Após uma experiência extensa na área educacional no Japão, a empresária voltou ao Brasil e começou a focar o negócio, primeiramente, em outros setores. Em 2020, ela se deparou com a oportunidade de atender a uma demanda do agronegócio: traduzir o funcionamento das máquinas agrícolas para os operadores das fazendas. De acordo com ela, entre 70% e 74% do público atendido por ela, nos cursos de agro, é formado por analfabetos funcionais.
“Ele [o funcionário] não precisa fazer um curso de agronomia, mas tem que entender por que aplicar aquela fórmula no solo e quais os riscos de não aplicar. Esse cálculo, até pouco tempo atrás, não fazia diferença. Agora, com a agricultura de precisão, isso tem mais importância”, afirma Mariotto.
Por meio de histórias e materiais ilustrativos, os cursos ensinam como evitar os incêndios em tratores, evitar desperdício de insumos, aplicar metodologias de sustentabilidade, entre outros processos relevantes em uma empresa rural. Também é considerada a questão da conectividade, por isso os cursos não necessitam de internet e e-mail. Ao final, há um certificado.
“A Bayer tem um alto nível tecnológico e trouxe essa demanda sobre os operadores de máquina. Com a BRF, tivemos uma ação com as cozinheiras de refeitório, que recebem cursos para menor desperdício e aproveitamento integral dos alimentos”, diz a CEO da Já Entendi Agro. As contratações dos cursos, ela esclarece, têm sido feitas por parte da indústria.
Marketing de educação
Para Ivana Amaral, gerente de marketing de engajamento da Climate FieldView — vertente de agricultura digital da Bayer —, a estratégia da empresa de cursos corrobora com o chamado marketing de educação, em que transferência de conhecimento precisa ser palatável para traduzir um conteúdo técnico.

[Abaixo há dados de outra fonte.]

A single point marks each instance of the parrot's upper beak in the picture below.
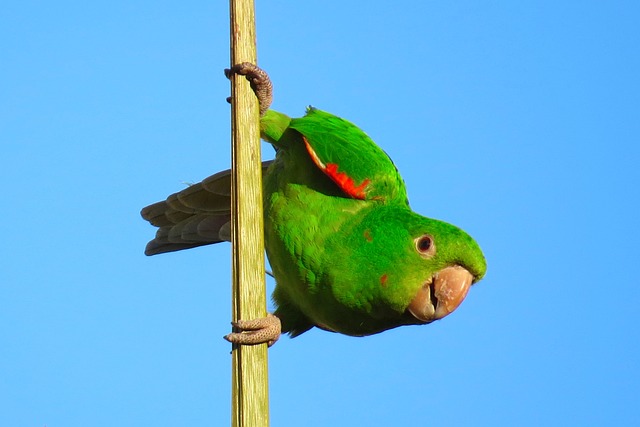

“Termos técnicos e novos, como conceitos agronômicos que não são tão simples de ser compreendidos, e nomenclaturas que envolvem a agricultura digital. Por isso a ideia de trazer o marketing de conteúdo com a educação, criar um stortyteling para envelopar o curso e incluir reconhecimentos, como certificado ou um prêmio”, ela explica.
Ivana Amaral conta que a multinacional alemã tem outros parceiros para atender a necessidade educacional no campo, como cursos para gestores de fazenda e distribuidores. “Hoje em dia, a gente vê muito interesse sobre carbono e NDVI [medida da saúde das plantas], pois é um mercado carente de conhecimento técnico, que quer saber até o detalhe”, diz.